Tales from Tanzania - O'Neil Family Blog

Though we have already been in Tanzania for one year, this is a journal of our time at Haven of Peace Academy in Dar es Salaam. Karibu sana.

May 21, 2008


I remember being back in the States and seeing news reports or advertisements showing the desperate situations in Africa. I remember feeling helpless way over on the opposite side of the ocean to do anything remotely significant to help Africa. I also remember thinking, if I were there, then I would be able to do something. I thought that I would instinctively know how to respond.

But my response is so slow - so inhibited from just doing something. I often times freeze up unable to even process what I see. Or else, I analyze the situation looking for the perfect solution while the problem passes me by while I am lost in the mumbo jumbo of a developmentally and culturally appropriate response. The other day I was driving down the road in the pouring rain. The traffic was bumper to bumper and one could only move if the car in front of you moved. We surged forward and as we drove past, I saw out of the side window of my car, a boy - a teenager - sitting in the pouring rain on a heap of garbage eating what he had picked out - rotten ugali (traditional staple food) - most likely. Tanzania is very poor but the cultural value of community and sharing basically keeps everyone poor but very few starving. I'm sure it happens but I had not seen anyone sitting and eating garbage since we've been here - and certainly not in the pouring rain. I basically froze, barely registering what I had seen, and kept driving. Why didn't I turn around? Why didn't I stop and do something - I don't know what - but something?

I noticed this lack of response again later when I was walking down the street. A young boy walked by me and I greeted him. As he passed - he was walking much faster than I was as I had Tommy in one hand and a big bag of bread in the other - I noticed that one of his arms hung limp and useless by his side. As he moved further in front of me I clearly saw (although I could hardly believe this to be true) a bone about two inches long jutting out from his skin half-way down his forearm. It was completely healed but the bone still stuck out from his arm. I believe now that he had severely broken his arm at some point but it had never been set. Instead, somehow, he must have survived infection and the skin healed around the broken bone leaving the bone outside of the skin and his arm rendered useless. Yet this all barely registered in my mind until the boy was gone beyond my sight. Again, this lack of response concerns me. Why didn't I stop him and ask what had happened? Why didn't I give him my bag of bread?

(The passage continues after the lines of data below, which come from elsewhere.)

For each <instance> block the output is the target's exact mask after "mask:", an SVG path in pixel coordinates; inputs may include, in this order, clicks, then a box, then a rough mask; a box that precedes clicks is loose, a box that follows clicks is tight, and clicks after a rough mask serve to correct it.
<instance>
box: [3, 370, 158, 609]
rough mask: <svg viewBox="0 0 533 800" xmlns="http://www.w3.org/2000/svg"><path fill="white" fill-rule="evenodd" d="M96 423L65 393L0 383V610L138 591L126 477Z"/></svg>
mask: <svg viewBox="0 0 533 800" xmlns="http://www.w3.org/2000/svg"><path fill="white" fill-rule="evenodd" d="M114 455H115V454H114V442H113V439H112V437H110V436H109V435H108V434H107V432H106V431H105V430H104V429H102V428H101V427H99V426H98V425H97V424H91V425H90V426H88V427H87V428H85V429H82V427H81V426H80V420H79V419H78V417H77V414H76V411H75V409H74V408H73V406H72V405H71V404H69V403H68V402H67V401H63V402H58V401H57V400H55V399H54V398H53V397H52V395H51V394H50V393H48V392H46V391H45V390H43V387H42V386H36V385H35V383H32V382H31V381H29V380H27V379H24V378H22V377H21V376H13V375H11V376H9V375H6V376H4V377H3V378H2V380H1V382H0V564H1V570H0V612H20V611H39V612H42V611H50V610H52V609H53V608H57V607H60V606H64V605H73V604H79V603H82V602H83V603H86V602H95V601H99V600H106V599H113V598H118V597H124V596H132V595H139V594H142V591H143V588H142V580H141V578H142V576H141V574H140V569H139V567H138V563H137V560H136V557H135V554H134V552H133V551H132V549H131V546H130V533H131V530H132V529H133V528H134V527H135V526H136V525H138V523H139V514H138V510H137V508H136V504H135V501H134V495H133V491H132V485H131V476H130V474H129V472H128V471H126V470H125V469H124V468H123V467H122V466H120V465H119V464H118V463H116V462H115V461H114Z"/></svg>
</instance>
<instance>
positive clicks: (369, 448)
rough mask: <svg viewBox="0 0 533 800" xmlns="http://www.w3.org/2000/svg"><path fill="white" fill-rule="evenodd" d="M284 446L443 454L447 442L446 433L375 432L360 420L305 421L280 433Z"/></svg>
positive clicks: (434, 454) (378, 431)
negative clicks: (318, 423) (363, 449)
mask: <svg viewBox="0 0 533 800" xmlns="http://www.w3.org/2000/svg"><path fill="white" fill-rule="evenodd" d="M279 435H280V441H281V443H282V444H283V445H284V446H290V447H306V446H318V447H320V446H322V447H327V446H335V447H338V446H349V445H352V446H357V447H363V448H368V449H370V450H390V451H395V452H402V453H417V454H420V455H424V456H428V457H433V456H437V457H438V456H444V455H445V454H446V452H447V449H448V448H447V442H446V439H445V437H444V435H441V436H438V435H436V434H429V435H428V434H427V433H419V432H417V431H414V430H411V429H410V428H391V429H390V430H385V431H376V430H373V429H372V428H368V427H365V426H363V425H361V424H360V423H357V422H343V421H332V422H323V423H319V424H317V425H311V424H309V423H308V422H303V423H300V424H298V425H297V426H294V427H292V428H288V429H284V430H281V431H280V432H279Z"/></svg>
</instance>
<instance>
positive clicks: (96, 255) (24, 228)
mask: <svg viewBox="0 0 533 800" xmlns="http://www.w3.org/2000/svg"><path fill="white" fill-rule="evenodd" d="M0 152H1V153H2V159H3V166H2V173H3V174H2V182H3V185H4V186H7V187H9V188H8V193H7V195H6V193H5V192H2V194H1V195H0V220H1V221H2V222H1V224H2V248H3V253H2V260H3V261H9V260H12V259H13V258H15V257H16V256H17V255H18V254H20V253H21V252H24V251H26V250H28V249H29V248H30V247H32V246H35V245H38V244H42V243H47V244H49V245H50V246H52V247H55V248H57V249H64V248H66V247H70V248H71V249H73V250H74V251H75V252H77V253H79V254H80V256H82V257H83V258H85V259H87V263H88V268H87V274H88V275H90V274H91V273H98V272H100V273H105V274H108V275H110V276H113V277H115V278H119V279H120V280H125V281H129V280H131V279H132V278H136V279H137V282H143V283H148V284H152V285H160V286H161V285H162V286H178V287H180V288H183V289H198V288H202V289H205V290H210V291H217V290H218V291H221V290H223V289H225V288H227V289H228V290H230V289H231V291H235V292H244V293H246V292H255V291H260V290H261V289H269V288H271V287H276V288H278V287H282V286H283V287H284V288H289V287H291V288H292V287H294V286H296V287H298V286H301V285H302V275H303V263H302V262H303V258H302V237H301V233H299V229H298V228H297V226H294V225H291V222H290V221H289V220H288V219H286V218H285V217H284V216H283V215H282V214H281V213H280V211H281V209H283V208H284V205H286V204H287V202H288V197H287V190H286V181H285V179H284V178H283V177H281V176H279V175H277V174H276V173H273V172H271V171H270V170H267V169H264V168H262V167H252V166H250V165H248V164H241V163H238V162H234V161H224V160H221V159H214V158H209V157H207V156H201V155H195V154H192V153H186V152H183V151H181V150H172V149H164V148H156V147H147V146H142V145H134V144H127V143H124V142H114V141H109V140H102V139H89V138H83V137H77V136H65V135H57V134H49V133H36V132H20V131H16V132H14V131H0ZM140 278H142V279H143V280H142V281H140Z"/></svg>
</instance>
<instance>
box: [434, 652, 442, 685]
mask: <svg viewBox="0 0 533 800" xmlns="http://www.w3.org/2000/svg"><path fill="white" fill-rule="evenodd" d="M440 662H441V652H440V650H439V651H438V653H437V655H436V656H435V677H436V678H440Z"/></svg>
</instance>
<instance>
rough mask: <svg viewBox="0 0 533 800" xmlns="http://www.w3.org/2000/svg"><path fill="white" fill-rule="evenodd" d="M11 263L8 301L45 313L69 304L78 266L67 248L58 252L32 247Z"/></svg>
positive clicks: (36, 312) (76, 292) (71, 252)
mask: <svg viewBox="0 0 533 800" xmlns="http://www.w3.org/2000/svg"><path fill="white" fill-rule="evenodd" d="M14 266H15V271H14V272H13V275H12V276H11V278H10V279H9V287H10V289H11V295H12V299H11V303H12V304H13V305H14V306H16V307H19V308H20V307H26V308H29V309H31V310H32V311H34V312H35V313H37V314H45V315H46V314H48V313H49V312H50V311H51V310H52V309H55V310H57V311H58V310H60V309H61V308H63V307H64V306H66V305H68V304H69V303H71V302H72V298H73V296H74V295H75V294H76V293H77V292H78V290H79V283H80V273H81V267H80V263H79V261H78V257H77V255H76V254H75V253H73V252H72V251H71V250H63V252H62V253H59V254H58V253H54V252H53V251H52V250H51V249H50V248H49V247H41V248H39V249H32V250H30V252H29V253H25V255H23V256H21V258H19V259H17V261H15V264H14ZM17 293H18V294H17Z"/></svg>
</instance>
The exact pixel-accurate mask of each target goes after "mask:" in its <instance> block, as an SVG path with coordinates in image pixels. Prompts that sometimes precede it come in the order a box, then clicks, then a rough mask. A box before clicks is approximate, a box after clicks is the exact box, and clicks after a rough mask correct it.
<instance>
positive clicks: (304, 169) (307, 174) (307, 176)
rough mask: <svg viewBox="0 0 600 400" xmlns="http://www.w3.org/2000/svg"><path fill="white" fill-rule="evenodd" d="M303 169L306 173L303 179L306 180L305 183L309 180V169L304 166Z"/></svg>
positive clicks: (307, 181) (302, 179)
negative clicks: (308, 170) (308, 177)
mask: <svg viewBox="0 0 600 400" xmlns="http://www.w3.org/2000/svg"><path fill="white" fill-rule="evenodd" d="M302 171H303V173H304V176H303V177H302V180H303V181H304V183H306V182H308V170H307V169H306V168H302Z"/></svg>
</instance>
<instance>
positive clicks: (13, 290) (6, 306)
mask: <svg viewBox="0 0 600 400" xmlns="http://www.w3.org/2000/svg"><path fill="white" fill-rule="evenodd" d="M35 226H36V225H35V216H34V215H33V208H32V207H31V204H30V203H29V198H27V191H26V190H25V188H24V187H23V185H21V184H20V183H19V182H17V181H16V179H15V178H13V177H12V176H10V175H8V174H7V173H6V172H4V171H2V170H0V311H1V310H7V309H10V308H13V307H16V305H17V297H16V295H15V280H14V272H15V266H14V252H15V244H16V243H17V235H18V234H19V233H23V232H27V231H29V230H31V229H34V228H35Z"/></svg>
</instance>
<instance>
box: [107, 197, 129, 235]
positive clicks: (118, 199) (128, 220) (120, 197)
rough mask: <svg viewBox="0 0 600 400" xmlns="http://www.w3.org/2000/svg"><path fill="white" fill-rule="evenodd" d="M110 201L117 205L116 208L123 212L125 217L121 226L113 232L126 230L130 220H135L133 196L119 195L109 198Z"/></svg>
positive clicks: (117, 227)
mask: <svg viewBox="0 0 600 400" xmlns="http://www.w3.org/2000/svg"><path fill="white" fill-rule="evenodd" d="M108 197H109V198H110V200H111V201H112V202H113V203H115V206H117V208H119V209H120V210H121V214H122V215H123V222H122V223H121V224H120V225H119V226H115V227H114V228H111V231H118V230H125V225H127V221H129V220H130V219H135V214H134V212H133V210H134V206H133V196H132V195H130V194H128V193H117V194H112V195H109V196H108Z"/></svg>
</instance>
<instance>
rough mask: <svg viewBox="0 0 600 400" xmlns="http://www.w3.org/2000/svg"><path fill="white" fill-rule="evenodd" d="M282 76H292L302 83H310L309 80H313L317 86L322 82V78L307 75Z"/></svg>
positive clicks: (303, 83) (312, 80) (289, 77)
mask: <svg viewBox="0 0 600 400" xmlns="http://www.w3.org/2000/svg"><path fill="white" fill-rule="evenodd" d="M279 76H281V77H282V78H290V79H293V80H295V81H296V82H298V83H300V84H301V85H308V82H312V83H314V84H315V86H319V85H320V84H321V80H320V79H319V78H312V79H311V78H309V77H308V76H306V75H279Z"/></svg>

Mary is a mother of HOPAC students. She has nine children and has lived in Tanzania for many, many years running orphanages. Her children attend HOPAC and I teach one of them. Mary does not have a slow response time. She sees something and begins doing something about it. Mary was travelling in southern Tanzania when she came across a tragedy. A village in Kyela had been struck by so much rain during the rainy season that they were barely surviving. Their homes are made out of mud and with so much rain, most had basically been washed away. The immense rains had damaged their corn crop which was about to be harvested so food was short. Their bridge was underwater and they needed to walk across the hand rails over crocodile infested waters to get to school and the center of the village. They were basically in trouble. Mary saw all this and immediately returned to Dar es Salaam and began a plea for help. She turned to HOPAC and the student council took over with a quick response and addressed the student body. They came up with a plan to all chip in oil, flour, sugar, beans and have it all shipped to Kyela . This is precisely what the students of HOPAC did. They gathered 1.3 tons of food, had it loaded into a truck, and delivered it to this remote part of Tanzania. There, it was distributed quickly and to grateful recipients. This all happened within the time span of about one week - a quick response. It most likely did nothing to solve the long term problem or even their lost crops, but it did do something for their next days and weeks.

I learned from Mary and the students of HOPAC. Thank God that He has put people on earth who see an injustice and respond with their hearts quickly and easily. I need to observe them more often and let their uninhibited love show me a better way. There is no joy in a lack of response - only haunting memories of the tragedies we see. I pray that I would learn to have a quick response to what happens around me - not slow, and thoughtful to the point of uselessness, but heartfelt and uninhibited and fast. But there is blessing in a quick response - there is not only joy and satisfaction in knowing that something is being done, but there is joy and satisfaction from the recipients of our responses - even if there is no lasting solution.